Okay I'm one of the guys who freeze their peptides since I bought into GBs.
I understand the heat cycle degradation, but I'm looking for opinion on if removing HCG from freezer 1 time to room temp will be okay, I'm sure some degradation will occur but hopefully at a minimum. Going to be In a situation without fridge/freezer for awhile. Once I put at room temp I'll just go back to cool dark room temp for now on to prevent this in future.
 
Moisture degrades peptides. If the vial contains excess moisture, how is the refrigerator going to stop it from degrading the peptide?


For properly lyophilized peptides, which do not have excess moisture.

The whole moisture argument is absurd.

Of course there's residual moisture left in peptides. The fact you can make the baseless assertion that they don't tells me you haven't done the most basic research into this. On top of that, do you think a Chinese UGL is reducing moisture using the absolute highest lab standards? or something less than that?

You don't seem to understand how moisture degrades lyophilized peptides. The greatest amount of damage occurs during phase change. Water growing into crystals, which expand, mechanically damaging protein strands. The same process that cause food texture to be damaged by freezing, on a microscopic scale.

I'm not going to relitigate this argument and just sum it up.

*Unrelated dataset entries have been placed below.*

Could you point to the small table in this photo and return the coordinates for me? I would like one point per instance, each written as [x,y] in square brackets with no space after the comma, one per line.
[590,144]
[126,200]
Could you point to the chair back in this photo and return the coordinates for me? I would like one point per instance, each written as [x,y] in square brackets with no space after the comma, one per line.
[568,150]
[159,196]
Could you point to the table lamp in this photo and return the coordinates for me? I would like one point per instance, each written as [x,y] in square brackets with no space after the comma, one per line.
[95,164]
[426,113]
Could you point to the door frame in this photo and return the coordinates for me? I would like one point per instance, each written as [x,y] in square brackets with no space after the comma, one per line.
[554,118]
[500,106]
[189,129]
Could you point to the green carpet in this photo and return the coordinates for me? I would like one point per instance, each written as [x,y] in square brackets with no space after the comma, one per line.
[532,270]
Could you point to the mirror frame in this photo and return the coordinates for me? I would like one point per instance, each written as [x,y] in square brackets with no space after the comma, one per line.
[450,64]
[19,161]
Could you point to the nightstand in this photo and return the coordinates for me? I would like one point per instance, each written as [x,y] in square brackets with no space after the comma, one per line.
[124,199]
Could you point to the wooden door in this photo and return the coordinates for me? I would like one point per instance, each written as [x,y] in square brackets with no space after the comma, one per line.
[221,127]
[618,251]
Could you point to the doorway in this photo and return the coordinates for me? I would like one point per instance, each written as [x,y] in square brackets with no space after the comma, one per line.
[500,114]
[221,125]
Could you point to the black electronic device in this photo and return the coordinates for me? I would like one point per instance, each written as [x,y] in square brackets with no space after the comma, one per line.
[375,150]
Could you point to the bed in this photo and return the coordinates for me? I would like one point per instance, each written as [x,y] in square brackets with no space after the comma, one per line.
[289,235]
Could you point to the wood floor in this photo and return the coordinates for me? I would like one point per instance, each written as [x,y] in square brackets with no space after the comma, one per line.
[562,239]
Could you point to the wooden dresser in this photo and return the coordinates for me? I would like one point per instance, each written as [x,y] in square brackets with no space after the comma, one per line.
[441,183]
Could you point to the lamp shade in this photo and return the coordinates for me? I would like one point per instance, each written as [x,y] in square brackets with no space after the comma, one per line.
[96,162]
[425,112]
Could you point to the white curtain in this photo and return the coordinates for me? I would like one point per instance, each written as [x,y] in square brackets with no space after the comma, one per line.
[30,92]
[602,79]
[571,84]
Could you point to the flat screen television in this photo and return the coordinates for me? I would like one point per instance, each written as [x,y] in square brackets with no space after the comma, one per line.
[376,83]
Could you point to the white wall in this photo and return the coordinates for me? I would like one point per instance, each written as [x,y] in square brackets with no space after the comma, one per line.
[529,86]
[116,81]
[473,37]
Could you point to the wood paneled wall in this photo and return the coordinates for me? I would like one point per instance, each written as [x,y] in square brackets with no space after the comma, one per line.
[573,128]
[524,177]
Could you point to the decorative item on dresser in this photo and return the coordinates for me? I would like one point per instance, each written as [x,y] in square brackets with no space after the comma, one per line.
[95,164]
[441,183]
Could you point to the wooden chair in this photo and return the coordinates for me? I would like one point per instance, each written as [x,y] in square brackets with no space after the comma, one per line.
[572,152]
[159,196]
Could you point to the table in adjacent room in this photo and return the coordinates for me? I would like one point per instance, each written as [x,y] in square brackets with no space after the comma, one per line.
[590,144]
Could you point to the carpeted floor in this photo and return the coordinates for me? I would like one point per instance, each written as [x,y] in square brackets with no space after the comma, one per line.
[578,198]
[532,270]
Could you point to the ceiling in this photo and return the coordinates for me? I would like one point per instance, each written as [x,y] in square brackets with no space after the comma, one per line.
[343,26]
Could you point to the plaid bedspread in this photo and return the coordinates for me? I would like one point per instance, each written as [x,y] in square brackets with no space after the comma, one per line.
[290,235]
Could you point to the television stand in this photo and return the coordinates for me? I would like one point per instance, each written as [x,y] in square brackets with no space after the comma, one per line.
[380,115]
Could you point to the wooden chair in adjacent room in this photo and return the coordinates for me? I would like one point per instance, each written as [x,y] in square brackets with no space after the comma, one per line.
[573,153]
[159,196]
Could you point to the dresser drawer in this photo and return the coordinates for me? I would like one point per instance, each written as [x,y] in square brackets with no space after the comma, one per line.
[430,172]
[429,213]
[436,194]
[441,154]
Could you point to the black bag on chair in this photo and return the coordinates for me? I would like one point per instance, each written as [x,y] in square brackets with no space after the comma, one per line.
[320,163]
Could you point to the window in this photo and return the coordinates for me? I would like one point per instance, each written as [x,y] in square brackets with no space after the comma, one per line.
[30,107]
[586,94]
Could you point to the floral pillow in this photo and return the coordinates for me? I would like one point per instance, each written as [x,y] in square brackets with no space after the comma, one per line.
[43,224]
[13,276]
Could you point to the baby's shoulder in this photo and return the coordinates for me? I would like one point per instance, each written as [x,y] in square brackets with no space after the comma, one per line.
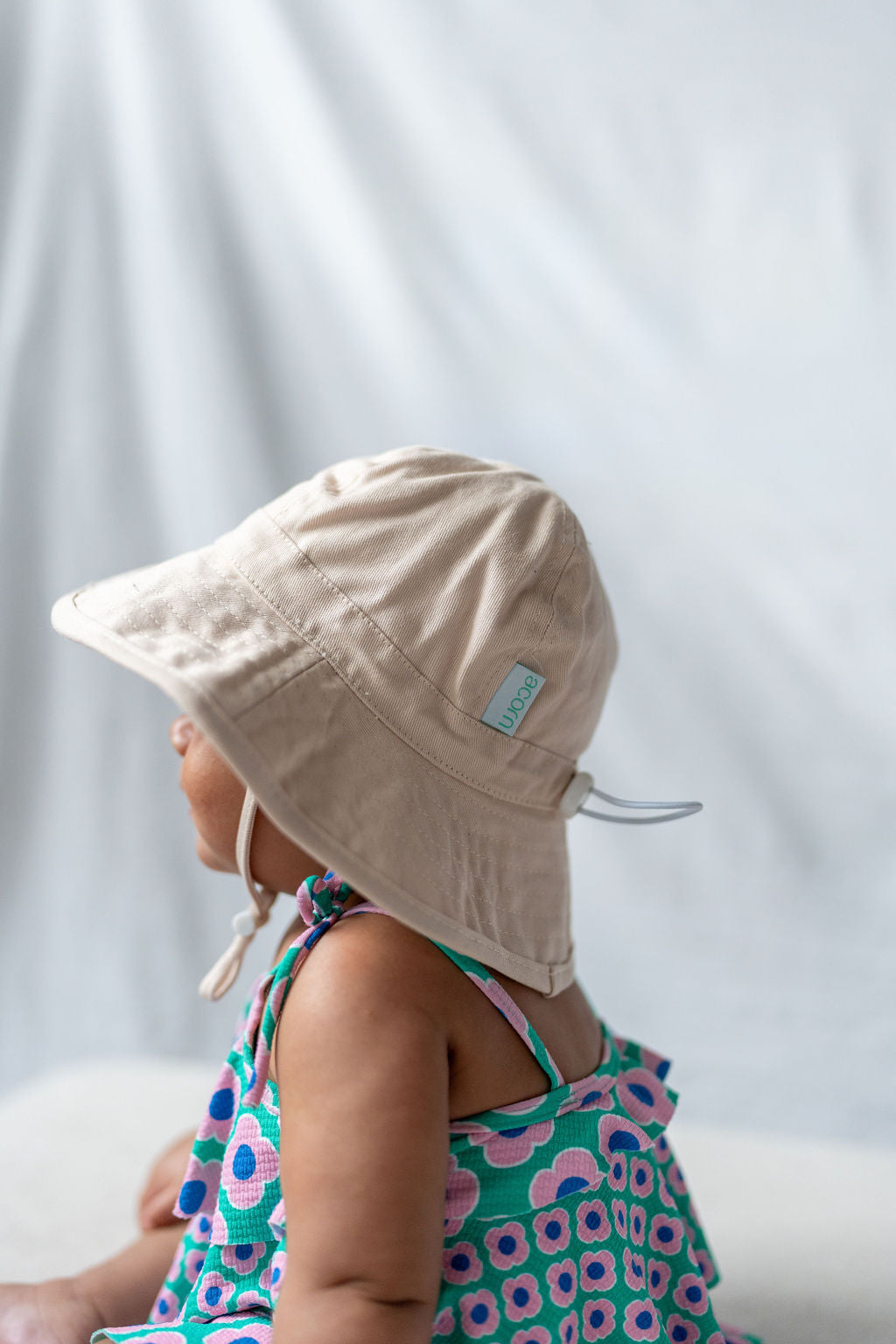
[373,956]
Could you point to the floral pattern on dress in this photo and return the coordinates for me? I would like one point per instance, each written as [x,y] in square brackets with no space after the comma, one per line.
[567,1216]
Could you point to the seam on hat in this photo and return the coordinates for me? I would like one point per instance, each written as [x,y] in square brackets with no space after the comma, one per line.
[569,516]
[526,742]
[203,694]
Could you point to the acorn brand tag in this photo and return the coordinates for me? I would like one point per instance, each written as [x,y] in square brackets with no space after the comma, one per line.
[509,704]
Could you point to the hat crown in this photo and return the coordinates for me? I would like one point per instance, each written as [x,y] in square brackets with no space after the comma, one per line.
[468,566]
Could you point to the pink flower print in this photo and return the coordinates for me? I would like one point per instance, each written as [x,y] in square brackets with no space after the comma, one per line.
[200,1228]
[218,1120]
[271,1278]
[665,1194]
[444,1323]
[665,1234]
[597,1271]
[193,1264]
[243,1256]
[657,1277]
[592,1223]
[461,1196]
[199,1191]
[479,1313]
[684,1332]
[618,1175]
[594,1092]
[250,1163]
[522,1298]
[514,1146]
[253,1332]
[641,1321]
[277,1221]
[676,1179]
[662,1150]
[461,1264]
[562,1278]
[707,1268]
[645,1097]
[163,1338]
[634,1269]
[640,1178]
[552,1230]
[570,1329]
[214,1292]
[507,1245]
[618,1135]
[598,1319]
[571,1170]
[621,1216]
[165,1308]
[690,1294]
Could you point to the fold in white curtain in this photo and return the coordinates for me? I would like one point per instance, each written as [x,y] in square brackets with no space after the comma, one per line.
[644,252]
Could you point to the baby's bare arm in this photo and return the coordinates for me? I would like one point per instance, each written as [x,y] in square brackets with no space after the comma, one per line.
[363,1074]
[117,1292]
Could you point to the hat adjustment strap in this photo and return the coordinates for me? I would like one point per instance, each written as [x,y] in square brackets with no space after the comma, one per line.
[582,784]
[245,922]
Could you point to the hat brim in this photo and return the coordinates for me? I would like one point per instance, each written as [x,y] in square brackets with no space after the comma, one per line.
[451,862]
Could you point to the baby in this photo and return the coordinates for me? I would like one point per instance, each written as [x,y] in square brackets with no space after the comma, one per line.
[386,677]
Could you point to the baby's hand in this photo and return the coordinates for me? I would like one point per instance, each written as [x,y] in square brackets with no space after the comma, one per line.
[46,1313]
[163,1187]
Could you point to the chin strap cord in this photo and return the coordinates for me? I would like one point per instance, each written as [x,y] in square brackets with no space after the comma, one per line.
[246,922]
[582,784]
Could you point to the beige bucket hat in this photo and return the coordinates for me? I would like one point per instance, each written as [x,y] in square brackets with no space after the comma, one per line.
[402,659]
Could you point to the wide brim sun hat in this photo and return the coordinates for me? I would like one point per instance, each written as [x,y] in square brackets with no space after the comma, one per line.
[402,659]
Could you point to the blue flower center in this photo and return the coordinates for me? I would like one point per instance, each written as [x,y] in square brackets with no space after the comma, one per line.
[192,1193]
[243,1163]
[222,1103]
[570,1186]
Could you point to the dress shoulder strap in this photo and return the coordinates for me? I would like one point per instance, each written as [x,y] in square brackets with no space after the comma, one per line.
[494,990]
[320,902]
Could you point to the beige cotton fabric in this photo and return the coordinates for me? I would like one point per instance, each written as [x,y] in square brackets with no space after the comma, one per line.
[340,648]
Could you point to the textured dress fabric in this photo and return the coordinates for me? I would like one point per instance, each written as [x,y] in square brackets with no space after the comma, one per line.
[567,1216]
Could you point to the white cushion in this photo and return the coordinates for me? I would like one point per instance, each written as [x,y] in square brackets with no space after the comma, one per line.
[805,1233]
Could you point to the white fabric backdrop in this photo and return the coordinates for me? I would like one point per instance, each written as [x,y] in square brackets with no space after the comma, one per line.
[647,252]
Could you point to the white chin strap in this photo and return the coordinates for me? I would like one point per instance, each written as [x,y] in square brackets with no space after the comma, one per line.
[245,924]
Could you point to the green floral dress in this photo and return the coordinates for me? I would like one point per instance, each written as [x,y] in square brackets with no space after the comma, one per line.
[567,1216]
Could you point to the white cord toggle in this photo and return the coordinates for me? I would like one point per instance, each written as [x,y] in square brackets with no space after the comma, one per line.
[580,785]
[245,922]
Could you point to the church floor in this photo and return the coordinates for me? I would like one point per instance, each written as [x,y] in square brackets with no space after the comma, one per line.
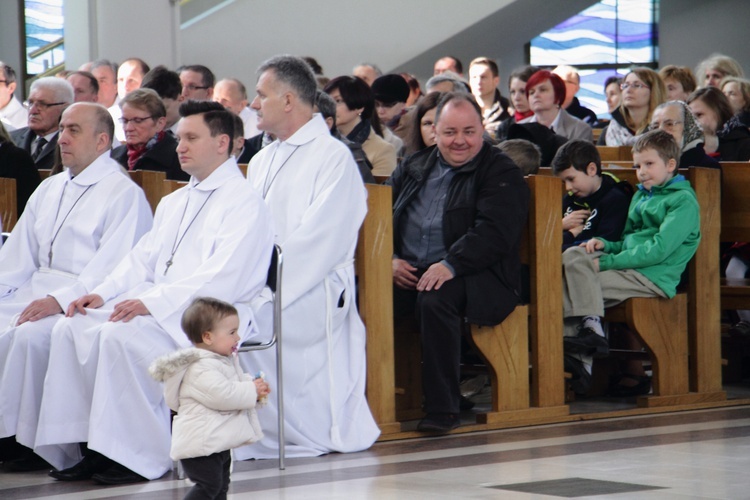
[701,454]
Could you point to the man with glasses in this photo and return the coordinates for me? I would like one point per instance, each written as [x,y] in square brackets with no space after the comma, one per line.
[12,114]
[48,98]
[197,82]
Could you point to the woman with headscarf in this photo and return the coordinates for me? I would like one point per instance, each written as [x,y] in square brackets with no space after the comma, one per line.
[675,118]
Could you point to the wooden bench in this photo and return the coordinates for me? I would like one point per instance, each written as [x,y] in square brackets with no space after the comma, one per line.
[615,153]
[8,203]
[695,312]
[530,335]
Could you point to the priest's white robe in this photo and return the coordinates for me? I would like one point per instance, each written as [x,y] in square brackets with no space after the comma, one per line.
[318,202]
[98,388]
[94,220]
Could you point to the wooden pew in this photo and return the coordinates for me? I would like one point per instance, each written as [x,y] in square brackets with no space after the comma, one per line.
[655,320]
[8,203]
[152,183]
[534,328]
[615,153]
[373,266]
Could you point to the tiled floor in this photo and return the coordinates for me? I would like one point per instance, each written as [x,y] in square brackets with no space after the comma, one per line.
[690,455]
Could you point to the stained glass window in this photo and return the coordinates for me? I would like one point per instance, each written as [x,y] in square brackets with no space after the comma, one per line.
[604,40]
[44,25]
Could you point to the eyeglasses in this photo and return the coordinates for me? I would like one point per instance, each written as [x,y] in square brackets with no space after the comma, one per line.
[379,104]
[136,121]
[668,124]
[43,106]
[636,85]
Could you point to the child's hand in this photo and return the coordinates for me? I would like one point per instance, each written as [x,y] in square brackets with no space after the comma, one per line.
[575,219]
[593,245]
[261,388]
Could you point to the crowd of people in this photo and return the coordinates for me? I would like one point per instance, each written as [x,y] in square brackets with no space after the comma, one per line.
[95,289]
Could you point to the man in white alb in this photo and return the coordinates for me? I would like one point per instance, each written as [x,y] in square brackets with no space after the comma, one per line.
[318,202]
[77,226]
[211,238]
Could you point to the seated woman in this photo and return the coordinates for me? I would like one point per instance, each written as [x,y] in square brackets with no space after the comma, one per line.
[712,70]
[726,139]
[675,118]
[357,121]
[518,99]
[546,93]
[17,164]
[642,91]
[737,91]
[679,82]
[147,145]
[422,131]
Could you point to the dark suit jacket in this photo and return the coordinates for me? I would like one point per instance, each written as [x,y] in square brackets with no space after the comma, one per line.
[15,163]
[161,157]
[24,138]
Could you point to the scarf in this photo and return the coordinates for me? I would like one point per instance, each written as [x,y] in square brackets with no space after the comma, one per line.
[361,132]
[136,152]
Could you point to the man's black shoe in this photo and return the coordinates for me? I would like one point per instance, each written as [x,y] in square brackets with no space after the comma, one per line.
[580,381]
[28,463]
[439,422]
[118,474]
[92,463]
[588,343]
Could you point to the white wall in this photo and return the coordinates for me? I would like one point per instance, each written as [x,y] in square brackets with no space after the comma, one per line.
[337,33]
[117,30]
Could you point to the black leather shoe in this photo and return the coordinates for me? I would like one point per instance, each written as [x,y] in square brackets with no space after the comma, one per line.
[91,464]
[580,381]
[118,474]
[588,343]
[439,422]
[30,462]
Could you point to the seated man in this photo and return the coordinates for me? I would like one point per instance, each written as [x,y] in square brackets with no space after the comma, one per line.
[232,94]
[661,235]
[211,238]
[48,98]
[596,204]
[458,216]
[76,228]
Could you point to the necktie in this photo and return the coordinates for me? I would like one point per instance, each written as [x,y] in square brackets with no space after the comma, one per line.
[40,143]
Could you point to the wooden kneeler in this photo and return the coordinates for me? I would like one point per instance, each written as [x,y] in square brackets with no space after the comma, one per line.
[505,350]
[662,326]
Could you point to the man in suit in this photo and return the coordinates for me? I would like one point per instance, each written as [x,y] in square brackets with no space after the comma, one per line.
[47,100]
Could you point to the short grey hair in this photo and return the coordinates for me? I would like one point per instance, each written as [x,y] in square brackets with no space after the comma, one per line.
[458,84]
[374,67]
[60,87]
[99,63]
[294,72]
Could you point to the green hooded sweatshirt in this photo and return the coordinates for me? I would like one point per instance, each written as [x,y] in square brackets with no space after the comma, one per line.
[661,234]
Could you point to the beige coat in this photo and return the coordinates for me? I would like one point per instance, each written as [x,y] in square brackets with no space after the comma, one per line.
[381,154]
[214,401]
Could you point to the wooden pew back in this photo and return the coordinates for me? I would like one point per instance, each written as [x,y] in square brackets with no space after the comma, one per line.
[8,203]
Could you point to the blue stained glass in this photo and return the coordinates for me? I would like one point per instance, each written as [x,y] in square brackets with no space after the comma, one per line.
[43,24]
[611,32]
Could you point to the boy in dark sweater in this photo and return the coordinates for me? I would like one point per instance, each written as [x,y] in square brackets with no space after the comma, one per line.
[596,204]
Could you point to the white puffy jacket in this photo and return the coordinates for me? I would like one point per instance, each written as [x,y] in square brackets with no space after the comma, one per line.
[214,401]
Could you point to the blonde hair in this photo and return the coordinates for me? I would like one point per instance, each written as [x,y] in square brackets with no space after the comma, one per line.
[658,96]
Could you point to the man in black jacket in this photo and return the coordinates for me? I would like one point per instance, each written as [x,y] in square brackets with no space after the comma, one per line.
[459,211]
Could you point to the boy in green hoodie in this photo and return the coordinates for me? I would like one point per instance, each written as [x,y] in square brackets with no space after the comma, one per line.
[661,235]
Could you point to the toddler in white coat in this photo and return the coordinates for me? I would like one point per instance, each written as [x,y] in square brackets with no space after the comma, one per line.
[214,400]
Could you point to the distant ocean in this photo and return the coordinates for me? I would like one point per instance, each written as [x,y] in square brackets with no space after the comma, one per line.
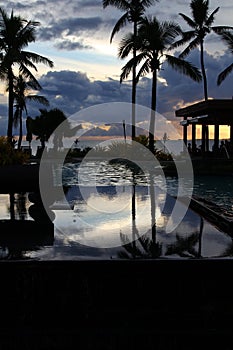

The moisture in peptides freezes at some temp below, most likely well below, 0c or 32f, because those temps only apply to pure water. If it's -20c, and your freezer cycles between -22c and -18c, you're repeatedly freezing and thawing the peptide's water content, and each time crystals reform they're inflicting more damage. Do we know if that phase change (freezing) temp is -20c? No. We have no way of knowing what it is other than it's below 0c for certain. That's where the risk of unknown factors plays into home freezing of peptides.

If your freezer can maintain -80c, the universally documented "ideal" peptide freezing temp, go for it. Even with temp fluctuations there's no chance of phase change of the moisture content. It'll freeze and stay frozen, only doing the damage of a single freeze/thaw cycle.

Still, do it only once, pull it out when needed, and never refreeze.

If you've never had to defrost your freezer to get rid of ice, like the majority of modern freezers, do some research and learn why that is, then you'll understand why you definately shouldn't freeze your peptides in that environment.

Under vacuum, in light free, refrigerated conditions, peptide degradation is very, very slow. In most cases under 1% over several years, because the vial is a bacteriostatic, sterile environment. Unless you're preparing for the apocylyose and need to preserve peptides for a decade or more, there's little benefit to even risking the *potential* damage of freeze/thaw cycles, which are capable of instantly inflicting the equivalent damage of long term refrigeration each time it happens.

The idea that freezing automatically means "lasts longer" may seem like common sense but like a lot of "everyone knows that" wisdom, it doesn't always apply.

I've been interested in long term storage of some maintenance meds, dry tablets, in case of an emergency. If you research this you'll find that freezing these dry medications is never advised because of the damaging changes that can occur from even one freeze thaw cycle. Protection from light, air, moisture, and put in a very low, but above freezing environment is considered ideal.
 
Last edited:
It's funny.

' keep your peptides in the freezer'
' no, it will damage them'

So basically no consensus what temp damages it in an almost constant environment...
Ehen proceed to order stuff from overseas which can travel and sit couple weeks in god know what temperature fluctuations and humidity.

Yet you will read mostly: no problem bro,just don't order it in summer months. They are not as fragile as they say.